CloudWatch Logs allows you to:

  • Collect logs from EC2, Lambda, or custom applications.
  • Search, filter, and analyze logs.
  • Set log retention policies.
  • Export logs to S3 or stream to Lambda for further processing.

Common use cases:

  • Application logs for debugging.
  • System logs for security auditing.
  • Custom logs for business metrics.

CloudWatch Agent Installation (on EC2 or On-Prem)

To collect system-level metrics and logs, you install the CloudWatch Agent:

wget https://s3.amazonaws.com/amazoncloudwatch-agent/amazon_linux/amd64/latest/amazon-cloudwatch-agent.rpm
sudo rpm -U ./amazon-cloudwatch-agent.rpm
sudo /opt/aws/amazon-cloudwatch-agent/bin/amazon-cloudwatch-agent-config-wizard
  • The config wizard helps create a JSON config for which metrics/logs to collect.
  • Once configured, start the agent:
sudo systemctl start amazon-cloudwatch-agent
sudo systemctl enable amazon-cloudwatch-agent

CloudWatch Alarms

  • Alarms are created for specific metrics.
  • Actions:
    • Send an SNS notification (email, SMS, webhook).
    • Trigger Auto Scaling policies.
    • Execute EC2 recovery or stop/terminate actions.

Example:
Alarm on CPUUtilization > 80% for 5 minutes → send email via SNS.


CloudWatch Dashboards

  • Create custom dashboards in the console.
  • Add widgets (line charts, bar charts, numbers).
  • Combine multiple service metrics into one view.
  • Useful for NOC screens or real-time monitoring.
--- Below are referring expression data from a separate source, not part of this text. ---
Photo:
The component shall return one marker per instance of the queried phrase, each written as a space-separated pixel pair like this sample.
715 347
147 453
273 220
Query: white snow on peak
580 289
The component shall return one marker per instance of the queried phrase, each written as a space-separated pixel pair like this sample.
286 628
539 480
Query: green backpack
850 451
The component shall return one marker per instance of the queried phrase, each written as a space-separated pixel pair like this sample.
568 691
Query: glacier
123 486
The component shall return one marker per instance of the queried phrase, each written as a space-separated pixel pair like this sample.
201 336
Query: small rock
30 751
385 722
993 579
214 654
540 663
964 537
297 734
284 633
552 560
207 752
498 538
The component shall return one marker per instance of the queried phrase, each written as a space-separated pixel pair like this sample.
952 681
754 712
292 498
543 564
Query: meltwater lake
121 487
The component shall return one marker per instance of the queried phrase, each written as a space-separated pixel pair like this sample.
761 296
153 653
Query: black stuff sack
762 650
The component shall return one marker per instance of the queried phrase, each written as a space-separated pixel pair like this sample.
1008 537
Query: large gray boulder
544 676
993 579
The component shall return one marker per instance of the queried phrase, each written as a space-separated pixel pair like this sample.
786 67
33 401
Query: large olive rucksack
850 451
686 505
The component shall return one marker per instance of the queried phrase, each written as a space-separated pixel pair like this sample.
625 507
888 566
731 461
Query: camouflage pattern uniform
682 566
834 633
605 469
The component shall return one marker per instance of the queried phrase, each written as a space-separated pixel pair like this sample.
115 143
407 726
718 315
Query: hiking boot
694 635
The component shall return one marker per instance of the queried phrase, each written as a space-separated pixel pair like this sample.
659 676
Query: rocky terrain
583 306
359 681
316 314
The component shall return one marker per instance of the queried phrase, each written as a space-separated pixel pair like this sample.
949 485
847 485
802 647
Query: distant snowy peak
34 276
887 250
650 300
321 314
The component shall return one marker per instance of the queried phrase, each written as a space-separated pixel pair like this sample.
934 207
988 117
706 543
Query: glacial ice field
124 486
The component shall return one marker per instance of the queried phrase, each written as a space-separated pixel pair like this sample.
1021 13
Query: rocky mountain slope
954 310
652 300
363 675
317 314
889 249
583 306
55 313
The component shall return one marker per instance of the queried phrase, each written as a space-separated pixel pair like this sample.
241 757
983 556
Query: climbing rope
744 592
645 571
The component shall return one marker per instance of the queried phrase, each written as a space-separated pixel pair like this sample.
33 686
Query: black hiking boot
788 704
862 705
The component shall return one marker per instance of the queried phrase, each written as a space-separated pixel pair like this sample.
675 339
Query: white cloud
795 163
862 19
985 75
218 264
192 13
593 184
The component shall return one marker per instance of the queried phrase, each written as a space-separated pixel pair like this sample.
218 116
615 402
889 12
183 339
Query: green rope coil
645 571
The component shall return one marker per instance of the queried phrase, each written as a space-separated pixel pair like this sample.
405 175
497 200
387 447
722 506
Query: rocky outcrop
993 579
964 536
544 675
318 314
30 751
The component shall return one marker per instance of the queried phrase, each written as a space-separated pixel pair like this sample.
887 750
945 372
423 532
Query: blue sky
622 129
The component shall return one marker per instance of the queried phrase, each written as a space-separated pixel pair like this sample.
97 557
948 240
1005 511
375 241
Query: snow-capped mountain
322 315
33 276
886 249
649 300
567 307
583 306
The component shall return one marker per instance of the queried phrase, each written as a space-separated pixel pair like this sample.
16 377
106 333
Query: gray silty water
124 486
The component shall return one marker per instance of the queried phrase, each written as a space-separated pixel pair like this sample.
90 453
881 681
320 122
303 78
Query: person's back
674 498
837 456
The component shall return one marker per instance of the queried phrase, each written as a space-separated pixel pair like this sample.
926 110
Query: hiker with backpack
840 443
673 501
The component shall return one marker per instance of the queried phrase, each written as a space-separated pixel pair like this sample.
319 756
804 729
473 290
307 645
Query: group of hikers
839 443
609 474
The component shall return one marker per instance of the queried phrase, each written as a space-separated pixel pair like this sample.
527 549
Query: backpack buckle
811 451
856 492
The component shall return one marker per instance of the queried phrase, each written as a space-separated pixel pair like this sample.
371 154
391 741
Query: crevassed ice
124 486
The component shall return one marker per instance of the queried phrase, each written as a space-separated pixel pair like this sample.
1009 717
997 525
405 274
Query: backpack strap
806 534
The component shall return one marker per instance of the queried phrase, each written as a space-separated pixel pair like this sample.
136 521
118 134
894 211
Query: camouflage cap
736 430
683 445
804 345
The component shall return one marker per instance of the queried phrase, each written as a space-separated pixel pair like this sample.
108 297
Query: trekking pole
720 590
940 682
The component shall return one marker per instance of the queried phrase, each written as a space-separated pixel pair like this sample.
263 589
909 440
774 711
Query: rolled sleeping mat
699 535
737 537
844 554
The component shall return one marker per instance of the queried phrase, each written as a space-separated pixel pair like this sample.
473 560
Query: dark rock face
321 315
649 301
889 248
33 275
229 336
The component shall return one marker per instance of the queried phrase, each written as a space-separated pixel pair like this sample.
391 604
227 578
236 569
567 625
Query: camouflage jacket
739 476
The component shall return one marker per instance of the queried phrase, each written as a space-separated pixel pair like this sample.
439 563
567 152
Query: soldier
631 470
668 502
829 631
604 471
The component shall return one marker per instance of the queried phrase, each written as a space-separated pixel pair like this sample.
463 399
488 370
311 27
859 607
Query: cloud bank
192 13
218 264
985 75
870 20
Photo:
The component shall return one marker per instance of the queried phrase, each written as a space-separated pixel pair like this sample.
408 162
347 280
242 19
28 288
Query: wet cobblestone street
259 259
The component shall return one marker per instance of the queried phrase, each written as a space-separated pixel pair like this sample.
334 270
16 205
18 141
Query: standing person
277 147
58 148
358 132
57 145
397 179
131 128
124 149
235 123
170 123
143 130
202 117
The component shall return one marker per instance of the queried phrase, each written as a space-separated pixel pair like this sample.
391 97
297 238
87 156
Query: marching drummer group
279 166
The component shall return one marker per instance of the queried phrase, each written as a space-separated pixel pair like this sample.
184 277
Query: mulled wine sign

CloudWatch Events (Amazon EventBridge)

  • Rules that match incoming events and route them to targets.
  • Example targets: Lambda, Step Functions, SNS, SQS, EC2 actions.
  • Example: On RDS failover event, trigger a Lambda function to send Slack notification.

CloudWatch Logs Insights

  • Interactive query capability for logs.
  • SQL-like query language.
  • Example:
  fields @timestamp, @message
  | filter @message like /ERROR/
  | sort @timestamp desc
  | limit 20

CloudWatch Contributor Insights

  • Analyze who or what is contributing the most to a metric.
  • Example: Identify which IP is causing high API Gateway 5xx errors.

CloudWatch Synthetics

  • Canaries: scripted tests to simulate user actions.
  • Monitor endpoints and APIs proactively.
  • Detect issues before customers are impacted.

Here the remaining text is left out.